If SHH is not correctly expressed in the limb bud, limb abnormalities, like too many digits, too few digits, or stunted limbs, can occur.

At UCSF, the lab of Nadav Ahituv studies the function of enhancers in development, disease, and evolution, including the enhancer control of SHH in limb development.

Snakes are an ideal species in which to study genetic control of limb development.

Basal snakes actually have a tiny, evolutionarily leftover pelvic girdle and hindlimb bones hidden underneath their scales, while advanced snakes lack both of these features. Advanced snakes comprise the majority of snakes alive today.

These two types of snakes provide morphological timepoints on the evolutionary continuum of limb loss in snakes.

As mentioned earlier, a team of researchers analyzed snake genomes to see if they could discern how snakes lost their legs.

First, the authors wanted to know if the ZRS, which is important in limb development of other vertebrates like humans and mice, also plays a role in snake limb development (or lack thereof).

They compared the genomes of the Burmese python, boa constrictor, king cobra, speckled rattlesnake, viper, and corn snake. The first two are basal snakes, and the remainder are advanced snakes.

Through evolutionary time, it is expected that some spontaneous mutations will randomly accumulate in the genome and persist in offspring. There is an expected substitution rate in non-coding DNA sequences, and divergence from this expected rate can suggest evolutionary selection.

Basal snakes have a ZRS that is 80% similar to lizards and demonstrate expected substitution rates. Advanced snakes have many more substitutions in the ZRS than expected, showing a fast evolutionary rate, which coincides with the loss of the pelvic girdle in advanced snakes.

Next, the authors wanted to know if the differences in ZRS observed between snakes were functional in animals.

To test this, the authors designed DNA constructs that put ZRSs in front of a gene called LacZ, which produces an enzyme that yields a blue color when given its substrate.

They put these DNA constructs into mice, harvested mouse embryos, and looked to see where each ZRS was driving expression.

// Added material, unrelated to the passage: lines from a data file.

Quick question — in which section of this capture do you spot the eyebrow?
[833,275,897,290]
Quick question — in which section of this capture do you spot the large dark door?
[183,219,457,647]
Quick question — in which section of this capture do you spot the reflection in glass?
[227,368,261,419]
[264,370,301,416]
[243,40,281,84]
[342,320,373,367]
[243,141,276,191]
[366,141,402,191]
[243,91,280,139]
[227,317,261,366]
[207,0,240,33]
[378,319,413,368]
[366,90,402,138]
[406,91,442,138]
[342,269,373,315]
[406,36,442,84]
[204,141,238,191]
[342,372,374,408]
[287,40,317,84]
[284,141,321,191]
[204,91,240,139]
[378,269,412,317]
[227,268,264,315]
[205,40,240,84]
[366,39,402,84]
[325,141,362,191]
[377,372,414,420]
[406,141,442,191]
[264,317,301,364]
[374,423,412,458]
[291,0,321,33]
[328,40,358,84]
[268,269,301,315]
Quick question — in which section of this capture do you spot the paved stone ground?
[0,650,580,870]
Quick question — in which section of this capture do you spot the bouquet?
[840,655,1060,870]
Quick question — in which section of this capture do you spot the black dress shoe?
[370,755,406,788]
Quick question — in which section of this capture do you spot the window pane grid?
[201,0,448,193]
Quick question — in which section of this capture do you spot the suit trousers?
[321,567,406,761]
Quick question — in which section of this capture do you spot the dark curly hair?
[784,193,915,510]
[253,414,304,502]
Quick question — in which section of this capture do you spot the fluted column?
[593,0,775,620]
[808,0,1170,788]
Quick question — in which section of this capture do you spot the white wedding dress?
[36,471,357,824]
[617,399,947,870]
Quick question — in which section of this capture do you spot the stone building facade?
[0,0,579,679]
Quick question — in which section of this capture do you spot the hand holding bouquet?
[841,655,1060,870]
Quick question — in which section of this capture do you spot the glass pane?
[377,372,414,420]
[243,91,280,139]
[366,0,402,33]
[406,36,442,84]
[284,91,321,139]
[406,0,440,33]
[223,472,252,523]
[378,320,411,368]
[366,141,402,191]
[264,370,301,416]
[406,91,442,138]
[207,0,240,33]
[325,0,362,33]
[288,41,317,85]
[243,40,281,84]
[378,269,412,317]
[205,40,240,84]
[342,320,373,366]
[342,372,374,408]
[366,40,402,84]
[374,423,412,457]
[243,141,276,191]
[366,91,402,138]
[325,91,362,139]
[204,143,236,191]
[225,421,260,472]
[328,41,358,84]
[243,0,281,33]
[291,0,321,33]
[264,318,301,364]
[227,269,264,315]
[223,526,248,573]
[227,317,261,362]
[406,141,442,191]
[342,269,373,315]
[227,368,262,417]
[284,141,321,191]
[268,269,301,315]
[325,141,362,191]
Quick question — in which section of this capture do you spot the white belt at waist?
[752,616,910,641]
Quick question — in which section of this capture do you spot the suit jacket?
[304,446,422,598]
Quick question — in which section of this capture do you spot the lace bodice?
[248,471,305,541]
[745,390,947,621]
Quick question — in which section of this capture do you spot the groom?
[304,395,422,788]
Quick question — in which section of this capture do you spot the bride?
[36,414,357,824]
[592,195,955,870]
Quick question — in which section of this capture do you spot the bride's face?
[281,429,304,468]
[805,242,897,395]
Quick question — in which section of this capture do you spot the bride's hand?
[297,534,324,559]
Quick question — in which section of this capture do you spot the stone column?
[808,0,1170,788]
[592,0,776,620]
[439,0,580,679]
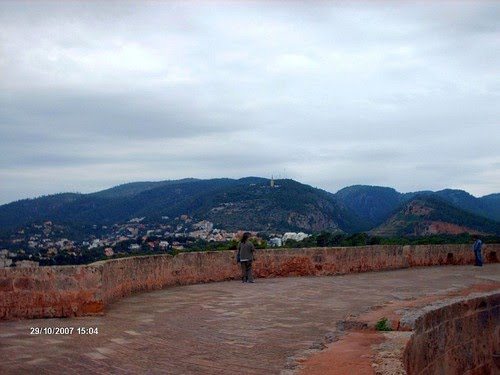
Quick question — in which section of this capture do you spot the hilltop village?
[0,215,308,267]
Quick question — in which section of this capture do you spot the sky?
[0,0,500,204]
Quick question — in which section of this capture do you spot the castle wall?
[403,291,500,375]
[0,244,500,319]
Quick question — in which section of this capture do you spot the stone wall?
[401,291,500,375]
[0,265,104,319]
[0,244,500,319]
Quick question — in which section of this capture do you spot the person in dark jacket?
[474,236,483,267]
[237,232,255,283]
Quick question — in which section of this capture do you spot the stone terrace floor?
[0,264,500,375]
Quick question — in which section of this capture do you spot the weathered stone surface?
[0,244,500,319]
[401,290,500,375]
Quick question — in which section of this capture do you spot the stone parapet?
[0,244,500,319]
[401,290,500,375]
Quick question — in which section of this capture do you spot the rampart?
[0,244,500,320]
[401,291,500,375]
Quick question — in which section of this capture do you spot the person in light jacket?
[237,232,255,283]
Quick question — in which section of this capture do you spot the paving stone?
[0,264,500,375]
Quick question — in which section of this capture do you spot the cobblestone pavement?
[0,264,500,375]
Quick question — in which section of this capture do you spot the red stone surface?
[0,264,500,375]
[0,244,500,320]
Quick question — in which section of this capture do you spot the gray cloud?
[0,1,500,203]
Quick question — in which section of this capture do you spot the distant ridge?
[0,177,500,235]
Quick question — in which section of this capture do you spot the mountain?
[0,177,358,232]
[370,194,500,236]
[335,185,410,230]
[0,177,500,235]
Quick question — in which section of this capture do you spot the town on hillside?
[0,215,309,267]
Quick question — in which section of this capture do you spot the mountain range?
[0,177,500,236]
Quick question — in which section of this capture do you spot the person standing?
[238,232,255,283]
[474,236,483,267]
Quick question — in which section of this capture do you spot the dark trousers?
[240,260,253,282]
[474,249,483,266]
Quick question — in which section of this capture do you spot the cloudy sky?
[0,0,500,204]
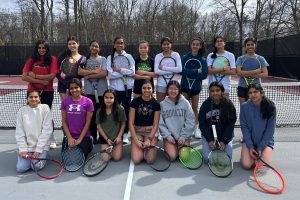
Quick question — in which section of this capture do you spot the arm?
[257,116,276,151]
[16,108,28,153]
[35,106,53,153]
[240,104,253,150]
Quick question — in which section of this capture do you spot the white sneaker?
[194,128,202,139]
[123,133,129,144]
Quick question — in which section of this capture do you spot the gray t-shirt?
[84,56,108,96]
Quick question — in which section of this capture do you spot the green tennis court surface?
[0,128,300,200]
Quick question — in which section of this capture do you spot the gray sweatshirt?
[159,95,195,140]
[240,100,276,151]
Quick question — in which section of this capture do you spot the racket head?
[212,56,229,79]
[178,146,203,169]
[62,146,85,172]
[144,146,171,172]
[253,159,285,194]
[208,149,233,178]
[82,152,111,177]
[27,156,64,180]
[159,57,177,79]
[242,57,261,85]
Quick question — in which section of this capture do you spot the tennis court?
[0,77,300,200]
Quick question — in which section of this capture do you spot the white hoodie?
[16,104,53,153]
[159,95,195,140]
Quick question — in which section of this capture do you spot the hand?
[106,138,114,146]
[68,137,76,148]
[177,138,185,146]
[75,137,82,145]
[32,152,40,158]
[28,72,36,78]
[113,66,121,73]
[42,80,49,85]
[208,141,216,150]
[115,137,123,145]
[220,142,226,151]
[60,72,66,79]
[249,148,259,160]
[19,151,28,158]
[167,136,176,144]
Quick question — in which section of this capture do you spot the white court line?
[123,160,134,200]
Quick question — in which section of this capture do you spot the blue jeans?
[202,137,232,164]
[16,150,48,173]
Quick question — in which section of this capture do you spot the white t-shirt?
[206,51,236,93]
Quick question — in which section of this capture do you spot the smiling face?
[245,41,256,54]
[27,91,41,108]
[68,40,79,53]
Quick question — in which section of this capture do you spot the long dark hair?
[190,37,205,56]
[98,89,120,122]
[209,81,236,123]
[248,84,276,119]
[110,36,125,68]
[211,35,225,59]
[58,36,79,61]
[167,80,181,105]
[31,40,52,66]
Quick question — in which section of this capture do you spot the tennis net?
[0,82,300,128]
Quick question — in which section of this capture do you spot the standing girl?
[236,38,269,105]
[78,40,108,143]
[129,80,160,164]
[96,89,126,160]
[133,40,155,97]
[61,78,94,158]
[207,36,236,98]
[22,40,58,148]
[199,81,236,163]
[180,37,207,138]
[240,84,276,169]
[107,37,135,143]
[154,37,182,102]
[56,36,84,100]
[16,90,53,172]
[159,80,195,160]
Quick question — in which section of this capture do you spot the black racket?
[82,143,115,177]
[25,155,64,180]
[144,146,171,172]
[159,57,177,87]
[113,55,130,97]
[253,153,285,194]
[208,125,233,178]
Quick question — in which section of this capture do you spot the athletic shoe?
[194,128,202,139]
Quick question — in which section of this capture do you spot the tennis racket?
[184,58,202,99]
[242,57,261,86]
[159,57,177,87]
[144,145,171,172]
[82,143,115,177]
[179,146,203,169]
[30,64,50,95]
[212,56,229,82]
[208,125,233,178]
[62,146,85,172]
[25,155,64,180]
[113,55,130,97]
[253,156,285,194]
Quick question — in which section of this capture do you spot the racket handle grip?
[211,124,217,139]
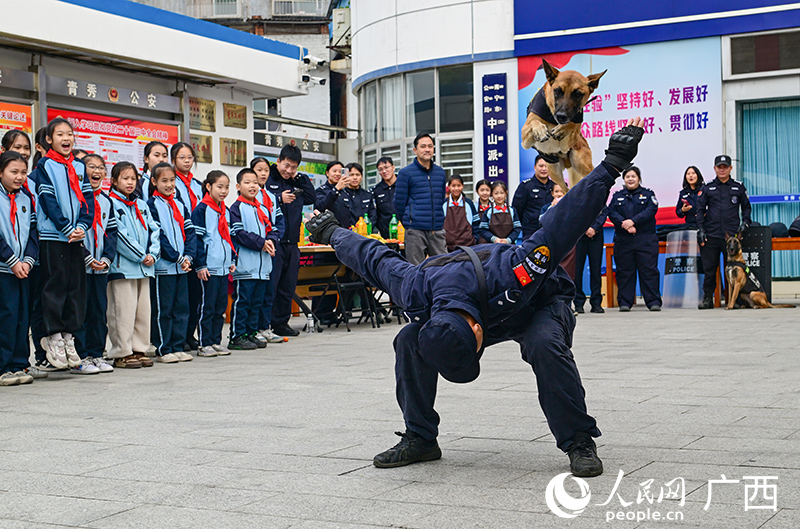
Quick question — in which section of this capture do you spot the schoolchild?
[479,181,522,244]
[192,171,236,357]
[169,141,204,351]
[37,118,94,369]
[0,151,38,386]
[250,156,289,343]
[71,154,117,375]
[229,169,283,350]
[108,162,161,369]
[147,163,197,364]
[443,174,481,252]
[136,141,169,201]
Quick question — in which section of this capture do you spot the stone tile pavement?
[0,300,800,529]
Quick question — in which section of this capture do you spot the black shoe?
[228,336,256,351]
[272,323,300,336]
[245,333,267,349]
[567,432,603,478]
[372,432,442,468]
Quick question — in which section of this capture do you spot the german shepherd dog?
[522,60,607,190]
[725,236,794,310]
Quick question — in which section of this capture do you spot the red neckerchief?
[44,149,88,207]
[92,189,103,244]
[153,189,186,241]
[109,189,147,229]
[236,195,272,233]
[201,195,236,253]
[175,169,197,211]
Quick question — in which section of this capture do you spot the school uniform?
[36,150,94,336]
[478,204,522,244]
[147,191,197,356]
[442,195,481,252]
[0,185,39,374]
[192,195,234,347]
[107,190,161,358]
[230,196,283,339]
[75,189,117,359]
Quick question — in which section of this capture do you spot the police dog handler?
[307,117,644,477]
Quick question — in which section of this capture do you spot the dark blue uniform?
[331,163,618,451]
[675,186,700,229]
[264,164,316,327]
[575,208,608,310]
[697,177,751,298]
[511,176,555,239]
[608,186,661,308]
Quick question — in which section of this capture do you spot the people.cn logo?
[544,472,592,518]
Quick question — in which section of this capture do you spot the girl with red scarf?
[192,171,236,356]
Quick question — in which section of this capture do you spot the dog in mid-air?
[522,60,607,189]
[725,236,794,310]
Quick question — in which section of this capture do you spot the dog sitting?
[725,236,794,310]
[522,60,607,189]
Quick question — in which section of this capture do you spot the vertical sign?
[482,73,508,184]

Human, cow, horse, chicken, lizard, platypus, sloth, bony fish, and mouse ZRSs showed the same expression pattern in mouse limb buds, indicating that ZRS function was conserved amongst these species.

Dolphin, megabat, and cartilaginous fish ZRSs had expanded function. ZRS enhancer activity in basal snakes was reduced compared to the other vertebrates, and advanced snakes had no enhancer activity.

To determine how severely the shape of a limb would be changed by the reduced ZRS activity, the authors created transgenic mice using CRISPR/Cas9 gene editing.

They replaced the mouse ZRS with sequences of the same length from human, bony fish, python, and cobra. ZRS enhancers from human and bony fish produced normal limbs in mice, whereas python and cobra enhancers could not induce normal limb function, leading to nearly legless, “serpentized” mice.

The visible deficit in limb formation in the mouse was accompanied by decreased expression of SHH in the developing limb bud.

After seeing how drastically the snake enhancers altered limb development in mice, the authors wanted to pinpoint what part of the ZRS was responsible for the deficit.

They reexamined the DNA sequence information and found that snakes have a 17 base pair deletion in the ZRS that was conserved in all other limbed vertebrates and fish they analyzed.

They added this 17 base pair back to the python ZRS and created another transgenic mouse with the python + 17 base pair ZRS. This ZRS restored normal limb development and SHH expression in mice.

The authors analyzed this 17 base pair sequence and found that it contained a specific sequence that is known to be a binding site for an activating TF called ETS1.

When they examined the whole ZRS, five ETS1 binding sites are conserved across limbed vertebrates and fish. Only three ETS1 sites are conserved in snakes.

However, loss of two ETS1 binding sites in snakes was not sufficient to explain limb loss.

The ZRS was re-scanned for other TF binding sites, and loss of homeodomain TF binding sites were also found in snakes.

ZRS sequence changes, plus changes in other TF binding sites, explain how snakes lost their legs.